How do you decide when your content is authentic?

As an individual, the answer is usually pretty easy. Do you live your words?

When you’re writing for your business, organization or — even more tricky — for a client, it all comes back to your core values.

Core values should guide everything your organization does.  From staffing to operations, marketing to sales.

You’ve got to put some time into your core values. Think long and hard about what makes you tick, what you will uphold no matter what. What can you stand behind as a pillar of behavior and growth and material?

Most of the clients we work with have core values, but if I’m being honest, they’re usually not entirely useful and here’s why.
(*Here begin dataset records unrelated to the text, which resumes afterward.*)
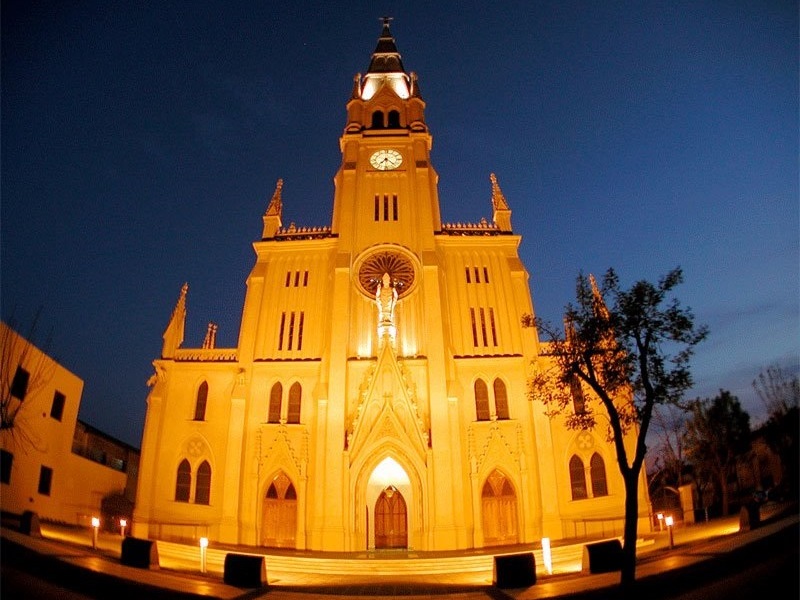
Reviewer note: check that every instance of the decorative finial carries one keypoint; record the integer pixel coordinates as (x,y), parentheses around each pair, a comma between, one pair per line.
(498,199)
(276,204)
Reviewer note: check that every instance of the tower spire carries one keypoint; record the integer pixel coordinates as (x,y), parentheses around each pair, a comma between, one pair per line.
(386,58)
(173,334)
(502,213)
(272,218)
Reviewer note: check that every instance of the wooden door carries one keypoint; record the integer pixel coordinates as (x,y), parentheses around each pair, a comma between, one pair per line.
(391,522)
(499,506)
(279,524)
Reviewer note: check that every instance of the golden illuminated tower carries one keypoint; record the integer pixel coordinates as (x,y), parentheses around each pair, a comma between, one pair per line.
(377,394)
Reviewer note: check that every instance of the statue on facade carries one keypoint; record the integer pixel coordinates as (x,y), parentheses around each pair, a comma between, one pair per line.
(386,299)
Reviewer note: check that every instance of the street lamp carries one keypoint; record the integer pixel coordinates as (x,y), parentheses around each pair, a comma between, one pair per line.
(95,527)
(669,523)
(547,555)
(203,546)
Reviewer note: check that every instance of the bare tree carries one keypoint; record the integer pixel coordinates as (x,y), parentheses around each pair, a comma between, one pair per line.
(631,357)
(717,435)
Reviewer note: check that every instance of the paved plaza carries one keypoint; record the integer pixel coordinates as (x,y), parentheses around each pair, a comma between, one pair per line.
(665,569)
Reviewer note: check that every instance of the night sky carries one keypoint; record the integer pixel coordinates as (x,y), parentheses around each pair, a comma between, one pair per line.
(141,143)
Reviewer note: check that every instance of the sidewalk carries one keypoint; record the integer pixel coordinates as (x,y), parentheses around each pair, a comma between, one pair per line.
(94,571)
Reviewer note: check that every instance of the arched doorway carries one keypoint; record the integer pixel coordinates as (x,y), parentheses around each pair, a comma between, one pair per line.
(391,520)
(279,523)
(499,507)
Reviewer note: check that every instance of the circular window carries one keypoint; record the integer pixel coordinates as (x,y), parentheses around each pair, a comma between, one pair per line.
(396,264)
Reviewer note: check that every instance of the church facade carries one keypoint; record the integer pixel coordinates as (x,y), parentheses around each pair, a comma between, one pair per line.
(377,397)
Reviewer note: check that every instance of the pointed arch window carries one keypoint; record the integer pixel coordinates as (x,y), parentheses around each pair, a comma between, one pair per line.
(202,492)
(293,413)
(481,400)
(200,402)
(578,400)
(500,399)
(183,483)
(597,470)
(577,479)
(274,414)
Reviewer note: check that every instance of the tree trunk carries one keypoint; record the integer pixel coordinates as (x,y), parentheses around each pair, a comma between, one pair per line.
(628,572)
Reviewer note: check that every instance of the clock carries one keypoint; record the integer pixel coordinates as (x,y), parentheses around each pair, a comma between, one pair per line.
(386,160)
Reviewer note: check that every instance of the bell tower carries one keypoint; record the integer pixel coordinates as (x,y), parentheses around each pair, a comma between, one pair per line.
(385,186)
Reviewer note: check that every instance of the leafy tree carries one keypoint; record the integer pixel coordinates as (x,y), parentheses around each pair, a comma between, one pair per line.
(630,357)
(717,433)
(780,394)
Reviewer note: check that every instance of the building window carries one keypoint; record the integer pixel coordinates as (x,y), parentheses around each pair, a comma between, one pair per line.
(500,399)
(481,400)
(274,415)
(45,480)
(19,386)
(280,332)
(57,410)
(6,461)
(291,331)
(293,413)
(577,479)
(474,328)
(202,493)
(200,403)
(183,484)
(300,330)
(597,469)
(578,400)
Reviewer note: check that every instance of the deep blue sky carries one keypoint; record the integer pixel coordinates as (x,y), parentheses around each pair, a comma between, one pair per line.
(141,143)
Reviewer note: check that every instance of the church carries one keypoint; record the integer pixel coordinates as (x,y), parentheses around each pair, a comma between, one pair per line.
(377,397)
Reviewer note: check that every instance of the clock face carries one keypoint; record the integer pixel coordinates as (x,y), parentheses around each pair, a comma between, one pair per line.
(386,160)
  1.  They’re too vague.   This is the #1 issue.  A high-level core value like “Clients first.” is great, but it needs further articulation.  How does that translate to making decisions in your company? In hiring new employees or building new processes?  A core value like “Clients first” needs to trickle down to even the most seemingly unrelated internal operations — and it can.
  2. They’re fluff.  A company that truly lives even vague core values is better than the company that publishes them then doesn’t use them at all (I’m looking at you, Uber).  Great core values should inform your culture, drive your processes, and be the balance against which everything thing you do is checked.
  3. No one knows they exist.  A lot of our clients publish their core values on their website as a way to share them with the world. But internally? No one knows they exist and they certainly don’t align their internal processes or decision making to them. Find ways to build values and alignment into everything you’re doing — how you run meetings, how you hire, how you reward — and you team will absorb them quickly, and be able to use them in their own decision-making on your behalf.

Once you establish strong core values that you truly live every day, authenticity and connection will follow.